Patchwork event_notifier: move to top-level directory

login
register
mail settings
Submitter Anthony Liguori
Date Sept. 27, 2011, 4:05 p.m.
Message ID <4E81F43B.1040708@codemonkey.ws>
Download mbox | patch
Permalink /patch/116625/
State New
Headers show

Comments

Anthony Liguori - Sept. 27, 2011, 4:05 p.m.
On 09/27/2011 10:28 AM, Jan Kiszka wrote:
> On 2011-09-27 17:17, Stefan Hajnoczi wrote:
>> On Tue, Sep 27, 2011 at 3:26 PM, Avi Kivity<avi@redhat.com>  wrote:
>>> Has no business in hw/.
>>>
>>> Signed-off-by: Avi Kivity<avi@redhat.com>
>>> ---
>>>   hw/event_notifier.c =>  event_notifier.c |    1 -
>>>   hw/event_notifier.h =>  event_notifier.h |    0
>>>   2 files changed, 0 insertions(+), 1 deletions(-)
>>>   rename hw/event_notifier.c =>  event_notifier.c (98%)
>>>   rename hw/event_notifier.h =>  event_notifier.h (100%)
>>
>> Yay.  Now perhaps we can kill qemu_eventfd(), whose users are
>> typically poking around with write(2) and read(2) when really they
>> could use the high-level event_notifier.h API.
>
> EventNotifiers will have to be superseded by something more generic
> first. It's not fully covering the use cases of cpus.c and
> posix-aio-compat.c.

Actually, for posix-aio, we can just switch to using g_idle_add().  g_idle_add() 
uses g_source_attach which is thread safe.  g_idle_add() gives you a thread safe 
mechanism to defer a piece of work to the main loop which is really what we want 
here.

This can actually be made to work with sync I/O emulation too by having another 
GMainLoop in the sync I/O loop although I thought I recalled a patch series to 
remove that stuff.

Kevin/Stefan, what's the plans for sync I/O emulation?

See untested patch below.

Regards,

Anthony Liguori

>
> Jan
>
Paolo Bonzini - Sept. 27, 2011, 4:39 p.m.
On 09/27/2011 06:05 PM, Anthony Liguori wrote:
> Actually, for posix-aio, we can just switch to using g_idle_add().
> g_idle_add() uses g_source_attach which is thread safe.  g_idle_add()
>  gives you a thread safe mechanism to defer a piece of work to the
> main loop which is really what we want here.

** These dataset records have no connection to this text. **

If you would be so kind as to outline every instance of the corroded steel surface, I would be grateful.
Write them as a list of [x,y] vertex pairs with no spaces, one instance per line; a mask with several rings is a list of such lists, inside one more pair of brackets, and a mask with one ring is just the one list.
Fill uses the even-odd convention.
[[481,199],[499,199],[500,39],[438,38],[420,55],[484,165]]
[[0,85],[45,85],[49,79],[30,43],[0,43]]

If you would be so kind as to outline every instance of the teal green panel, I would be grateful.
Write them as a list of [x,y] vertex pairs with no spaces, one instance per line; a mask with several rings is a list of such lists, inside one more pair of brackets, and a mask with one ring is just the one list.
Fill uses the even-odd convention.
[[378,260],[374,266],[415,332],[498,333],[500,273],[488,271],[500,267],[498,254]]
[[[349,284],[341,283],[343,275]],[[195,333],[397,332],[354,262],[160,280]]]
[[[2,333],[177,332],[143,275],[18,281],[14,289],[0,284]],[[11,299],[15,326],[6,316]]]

For that, a bottom half would also do (apart that I am not sure it is
async-safe with TCG).  In fact, that would make sense since all of
posix_aio_process_queue could become a bottom half.

But the problem to be solved here is waking up qemu_aio_wait, and
scheduling bottom halves currently wakes up only the vl.c main loop.

> This can actually be made to work with sync I/O emulation too by
> having another GMainLoop in the sync I/O loop although I thought I
> recalled a patch series to remove that stuff.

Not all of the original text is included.